DANNY COLLINS (2015)

Tidak ada komentar
"The following is kind of based on a true story a little bit." Kalimat itu membuka Danny Collins, dan secara tidak langsung memberi tahu penonton bahwa film ini tidak akan terlalu "serius" dan (hanya) sedikit menukil dari kejadian nyata. Tapi jangan salah, debut penyutradaraan Dan Fogelman (penulis naskah Cars, Cars 2, Tangled, dll) ini memang mendasari ceritanya dari sebuah kisah nyata tentang musisi folk dari Inggris bernama Steve Tilston. Pada tahun 1971, Steve yang baru memulai debutnya terlibat wawancara dengan majalah ZigZag. Kala itu ia mengungkapkan kekhawatirannya bahwa ketenaran dan kekayaan bakal mempengaruhi kegiatannya menulis lagu. Selang 34 tahun kemudian, seorang kolektor menghubungi Steve, menyatakan bahwa ia memiliki surat dari John Lennon yang ditulis untuk Steve pada tahun 1971 berkaitan dengan wawancara yang ia jalani. Kisah tersebut menjadi dasar film ini, tentunya dengan banyak perubahan.

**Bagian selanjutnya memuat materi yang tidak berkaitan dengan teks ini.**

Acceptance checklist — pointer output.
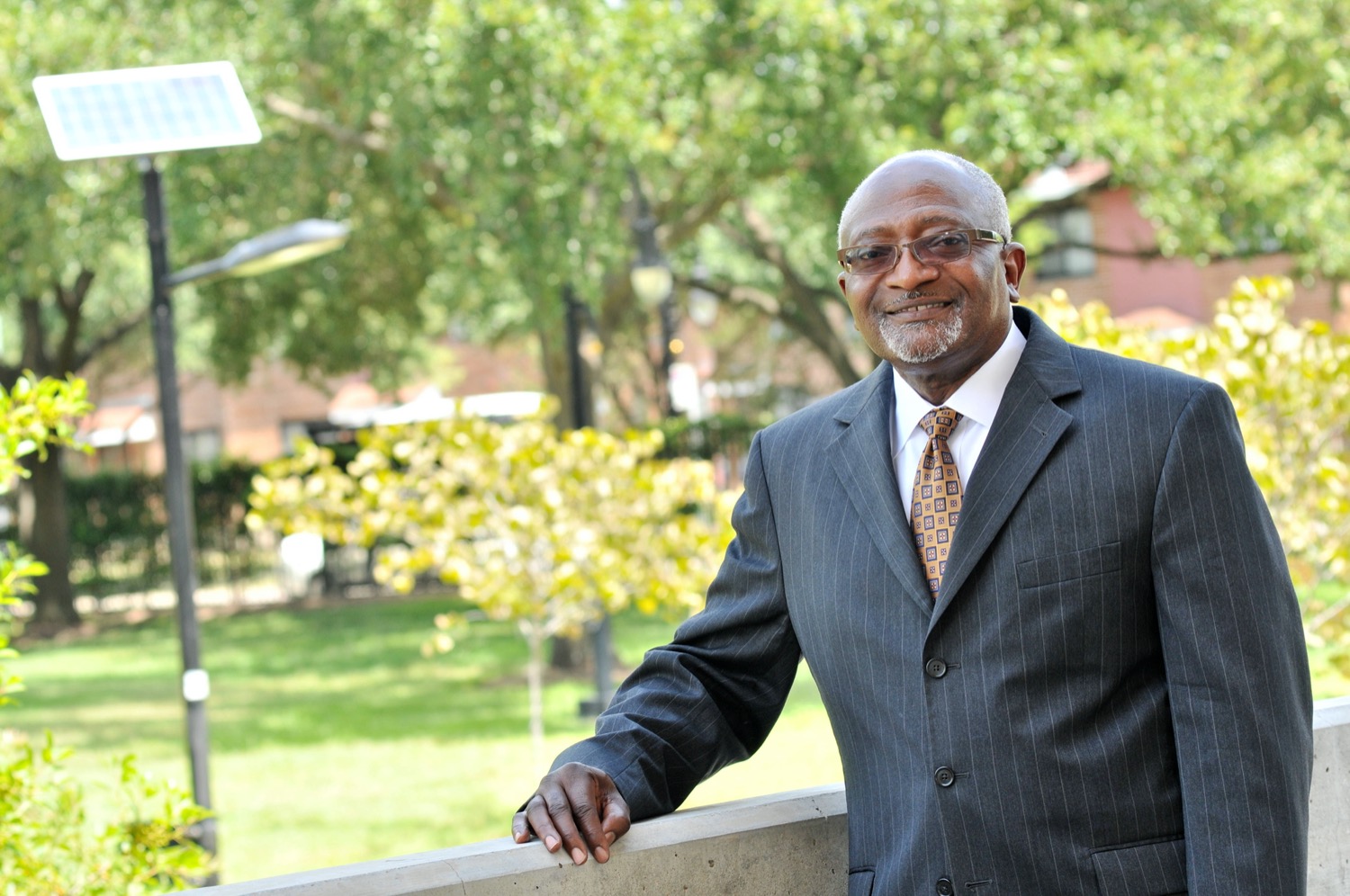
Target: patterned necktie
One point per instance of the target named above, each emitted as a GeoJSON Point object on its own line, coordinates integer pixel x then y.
{"type": "Point", "coordinates": [937, 496]}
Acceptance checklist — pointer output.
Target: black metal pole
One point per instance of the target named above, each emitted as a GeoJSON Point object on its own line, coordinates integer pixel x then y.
{"type": "Point", "coordinates": [580, 388]}
{"type": "Point", "coordinates": [575, 363]}
{"type": "Point", "coordinates": [178, 499]}
{"type": "Point", "coordinates": [667, 312]}
{"type": "Point", "coordinates": [650, 254]}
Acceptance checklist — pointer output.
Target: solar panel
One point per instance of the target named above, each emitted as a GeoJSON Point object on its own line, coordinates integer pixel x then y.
{"type": "Point", "coordinates": [94, 115]}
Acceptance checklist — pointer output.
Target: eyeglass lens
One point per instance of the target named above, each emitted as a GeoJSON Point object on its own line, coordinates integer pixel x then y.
{"type": "Point", "coordinates": [931, 250]}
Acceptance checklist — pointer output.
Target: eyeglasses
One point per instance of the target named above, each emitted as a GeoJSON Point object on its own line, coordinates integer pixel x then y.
{"type": "Point", "coordinates": [940, 248]}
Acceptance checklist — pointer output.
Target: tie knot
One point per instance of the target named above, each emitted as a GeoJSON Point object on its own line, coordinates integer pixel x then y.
{"type": "Point", "coordinates": [939, 424]}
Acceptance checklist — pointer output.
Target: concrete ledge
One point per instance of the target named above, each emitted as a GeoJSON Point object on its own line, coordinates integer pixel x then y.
{"type": "Point", "coordinates": [1328, 806]}
{"type": "Point", "coordinates": [793, 842]}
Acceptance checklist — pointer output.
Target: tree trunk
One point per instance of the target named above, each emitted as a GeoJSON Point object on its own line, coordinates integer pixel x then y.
{"type": "Point", "coordinates": [45, 533]}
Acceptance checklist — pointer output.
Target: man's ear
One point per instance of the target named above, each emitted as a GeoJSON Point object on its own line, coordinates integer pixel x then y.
{"type": "Point", "coordinates": [1014, 264]}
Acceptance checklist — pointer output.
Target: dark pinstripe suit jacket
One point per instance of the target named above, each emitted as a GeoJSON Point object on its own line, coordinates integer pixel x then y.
{"type": "Point", "coordinates": [1110, 696]}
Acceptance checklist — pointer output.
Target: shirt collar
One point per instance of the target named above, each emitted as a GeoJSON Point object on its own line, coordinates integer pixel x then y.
{"type": "Point", "coordinates": [977, 399]}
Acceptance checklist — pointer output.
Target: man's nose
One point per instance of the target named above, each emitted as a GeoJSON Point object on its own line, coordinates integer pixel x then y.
{"type": "Point", "coordinates": [909, 272]}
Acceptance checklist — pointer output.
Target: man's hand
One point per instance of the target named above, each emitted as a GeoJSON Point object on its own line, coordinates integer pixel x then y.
{"type": "Point", "coordinates": [577, 807]}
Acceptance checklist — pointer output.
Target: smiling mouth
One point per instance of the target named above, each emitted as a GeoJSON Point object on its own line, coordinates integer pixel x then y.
{"type": "Point", "coordinates": [918, 307]}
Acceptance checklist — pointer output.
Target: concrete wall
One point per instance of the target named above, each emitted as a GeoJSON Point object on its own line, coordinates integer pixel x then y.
{"type": "Point", "coordinates": [783, 844]}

Sang karakter utama diubah menjadi Danny Collins (Al Pacino), seorang rockstar yang mencapai titik jenuh dan lelah akan kehidupan liarnya selama 40 tahun berkarir. Dalam suatu konser ia berhasil memukau penonton, membuat mereka bernyanyi dan menari mengikuti lantunan lagu upbeat andalannya yang berjudul "Hey, Baby Doll". Konser yang penuh semangat dan kebahagiaan, namun apa yang terlihat di backstage setelah itu justru sebaliknya. Sang bintang duduk ditemani segelas minuman, memperlihatkan wajah yang seolah merasa lelah akan semua itu. Tidak pernah kehabisan minuman dan kokain, bepergian dengan mercedes mewah dan pesawat pribadi, sampai memiliki kekasih yang berusia jauh lebih muda nyatanya tidak membuat Danny bahagia. Hingga sewaktu pesta ulang tahunnya, sang manajer sekaligus sahabatnya, Frank (Christopher Plummer) memberikan sebuah kado berisi surat dari John Lennon untuk Danny. Surat dari sang idola yang telah lama tersimpan itu membuat Danny melakukan perjalanan untuk merubah hidupnya.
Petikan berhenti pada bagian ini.